教えてくれた人:メディア文化研究者・金 成玟
ここ20年の韓国社会を見ると、伝統的な結婚観や関係の結び方が明らかに変わっているのがわかります。それは韓国の音楽にも影響を与えている。今回はこの20年で変化してきた恋愛観とK-POPのヒット曲についてお話しします。
2000〜2010年は、20代に結婚をして子供を産んで、というような伝統的な結婚観が崩壊し始めた時代。男性がリードする“ベタな恋愛”にこだわらない人が、増えてきたんですね。女性が好きな人に告白したい気持ちを歌う少女時代の「Gee」はまさにそんな時代を映した曲。その一方でブラウンアイズは「Don't Go, Don't Go」で伝統的な恋愛観の中で込み上げる切ない気持ちを歌い上げていました。
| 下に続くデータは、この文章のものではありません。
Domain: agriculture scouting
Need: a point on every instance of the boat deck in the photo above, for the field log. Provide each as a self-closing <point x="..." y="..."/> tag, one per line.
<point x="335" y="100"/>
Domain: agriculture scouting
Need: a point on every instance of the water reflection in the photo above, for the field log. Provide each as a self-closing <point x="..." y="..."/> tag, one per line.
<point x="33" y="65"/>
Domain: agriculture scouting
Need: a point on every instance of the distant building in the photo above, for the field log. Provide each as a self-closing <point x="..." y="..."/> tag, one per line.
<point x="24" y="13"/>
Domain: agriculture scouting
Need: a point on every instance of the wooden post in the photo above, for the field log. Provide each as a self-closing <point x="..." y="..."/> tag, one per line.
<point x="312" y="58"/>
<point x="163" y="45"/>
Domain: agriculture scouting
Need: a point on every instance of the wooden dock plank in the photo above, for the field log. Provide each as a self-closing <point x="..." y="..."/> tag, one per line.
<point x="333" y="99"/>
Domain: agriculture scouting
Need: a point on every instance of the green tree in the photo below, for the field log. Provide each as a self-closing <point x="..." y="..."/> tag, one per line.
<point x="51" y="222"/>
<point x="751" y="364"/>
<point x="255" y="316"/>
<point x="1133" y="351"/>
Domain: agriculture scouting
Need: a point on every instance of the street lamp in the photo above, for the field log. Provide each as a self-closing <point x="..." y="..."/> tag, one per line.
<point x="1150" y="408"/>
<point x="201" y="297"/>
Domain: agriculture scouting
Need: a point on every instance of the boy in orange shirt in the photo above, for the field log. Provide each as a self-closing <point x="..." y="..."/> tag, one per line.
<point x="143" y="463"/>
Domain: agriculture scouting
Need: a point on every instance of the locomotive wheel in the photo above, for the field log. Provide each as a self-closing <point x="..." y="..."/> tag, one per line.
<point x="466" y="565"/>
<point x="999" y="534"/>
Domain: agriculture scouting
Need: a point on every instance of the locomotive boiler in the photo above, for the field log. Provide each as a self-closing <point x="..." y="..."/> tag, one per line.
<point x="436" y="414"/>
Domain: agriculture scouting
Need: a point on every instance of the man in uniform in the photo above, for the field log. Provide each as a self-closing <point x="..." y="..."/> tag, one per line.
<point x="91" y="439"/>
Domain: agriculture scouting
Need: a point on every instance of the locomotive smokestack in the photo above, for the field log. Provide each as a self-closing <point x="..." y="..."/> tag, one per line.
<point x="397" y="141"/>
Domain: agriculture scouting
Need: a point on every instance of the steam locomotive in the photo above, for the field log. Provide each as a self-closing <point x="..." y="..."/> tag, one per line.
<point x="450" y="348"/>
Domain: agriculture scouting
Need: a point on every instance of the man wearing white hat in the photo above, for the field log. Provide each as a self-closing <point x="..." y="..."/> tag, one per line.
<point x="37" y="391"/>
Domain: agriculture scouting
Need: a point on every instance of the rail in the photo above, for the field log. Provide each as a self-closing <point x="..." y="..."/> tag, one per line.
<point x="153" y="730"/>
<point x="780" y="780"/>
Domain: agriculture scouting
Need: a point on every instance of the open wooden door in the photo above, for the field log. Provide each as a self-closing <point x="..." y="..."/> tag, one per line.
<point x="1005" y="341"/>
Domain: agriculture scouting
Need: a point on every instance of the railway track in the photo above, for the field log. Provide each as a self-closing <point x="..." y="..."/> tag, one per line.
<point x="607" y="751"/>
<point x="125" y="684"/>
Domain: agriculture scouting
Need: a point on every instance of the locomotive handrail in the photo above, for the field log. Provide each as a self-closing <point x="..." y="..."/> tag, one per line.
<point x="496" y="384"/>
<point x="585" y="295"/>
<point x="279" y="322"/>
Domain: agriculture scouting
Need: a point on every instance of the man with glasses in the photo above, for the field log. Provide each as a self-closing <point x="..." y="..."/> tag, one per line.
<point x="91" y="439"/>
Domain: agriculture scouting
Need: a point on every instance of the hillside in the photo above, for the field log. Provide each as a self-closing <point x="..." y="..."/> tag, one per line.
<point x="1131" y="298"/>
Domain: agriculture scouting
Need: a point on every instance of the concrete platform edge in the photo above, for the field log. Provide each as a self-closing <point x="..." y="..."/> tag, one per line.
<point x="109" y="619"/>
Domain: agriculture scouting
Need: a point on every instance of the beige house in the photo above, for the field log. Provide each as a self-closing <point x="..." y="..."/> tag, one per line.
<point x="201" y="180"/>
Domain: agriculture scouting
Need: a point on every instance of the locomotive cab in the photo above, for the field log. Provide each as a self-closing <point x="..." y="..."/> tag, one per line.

そして2010年代以降は、「結婚を前提にしない恋もアリ」という価値観がより広がっていきます。関係性が曖昧な2人を描いたジョンギゴとソユの曲「SOME」は、そうした要素も踏まえてヒットしたのかもしれません。Zion.Tが「Yanghwa BRDG」で家族に対して綴った等身大の思いはとにかく切実で、家族観の変化も見られます。
また、当時のK-POPシーンはオーディション全盛期でもありました。2011年開催の『スーパースターK3』に参加して準優勝したバスカー・バスカーは「桜エンディング」という曲で、男性目線の純粋な恋を歌いました。加えて、パク・ヒョシンは「Wild Flower」で、失恋後の男性の孤独を歌い、大ヒット。どちらも伝統にとらわれない男性の恋愛観を示しています。
アイドルグループの人気が海を越え、サイが「Gangnam Style」で世界的ヒットを果たし、サムスンの電化製品は爆売れ。そういった社会背景も影響して、個人が自信を抱き始めるようにもなります。要するに結婚や恋愛よりは、自分の生活を大切にする、という価値観が広まった、ということ。その思いは歌声にまで影響しているかもしれません。
これまではバラードといえば、ビブラートをたくさんかけたり、ねっとりと歌い上げるのが特徴でした。しかし、この頃からはもう少し淡泊で軽快に歌うことが当たり前になってくるんです。また、BTSの「Boy With Luv」のように、大きな成功ではなく、日常の中で小さな幸せを確実に見つけていくことの意味を伝える歌詞が増えていきます。こういった考えは、恋愛観にも影響する。結婚や家族といった不透明な将来ではなく、今の自分が関係の中心になっていくんですよね。
とはいえ、世の中というのはアンビバレントなもの。相反するものを求めた結果、レトロブームが起こります。そしてかつて歌われていた純粋な気持ちが逆に新鮮なものとして受け入れられる。IUの「夜の手紙」は、MVから70年代を思わせる仕上がりかつ、純愛を描き人気となりました。
2020年頃には、ジェンダーの葛藤が社会全体のものとして扱われるようになります。そして近代の中で構築されてきた恋愛観が解体、再構築される時代へと突入していく。明らかな恋を歌うより、NewJeansの「Ditto」のように、特定の世界観の中でそれぞれに解釈を委ねる曲が多くなりました。それはアーティストが、自分のファンに向けて曲をリリースするようになった、ということでもあります。例えばTWICEが「Feel Special」で自分を愛することを歌ったように。
発展した韓国社会ではお金があれば何でも手に入りますが、人々の中では本当の幸せとは何なのか、という疑問も浮かんでいるはず。BIBIの「Bam Yang Gang」では「私が欲しいのは小さな栗羊羹(ようかん)だけ」とありますが、これもある一つの社会で求める愛を描いた曲でもあると思います。
また、AKMUは「How can I love the heartbreak, you are the one I love」で形を変えた愛を求めている。日本と同じく韓国の人々も、未来が見えない中でどうやって生きていくべきなのか葛藤を続けています。その中で探していることがきっと、ラブソングにも表れているのではないでしょうか。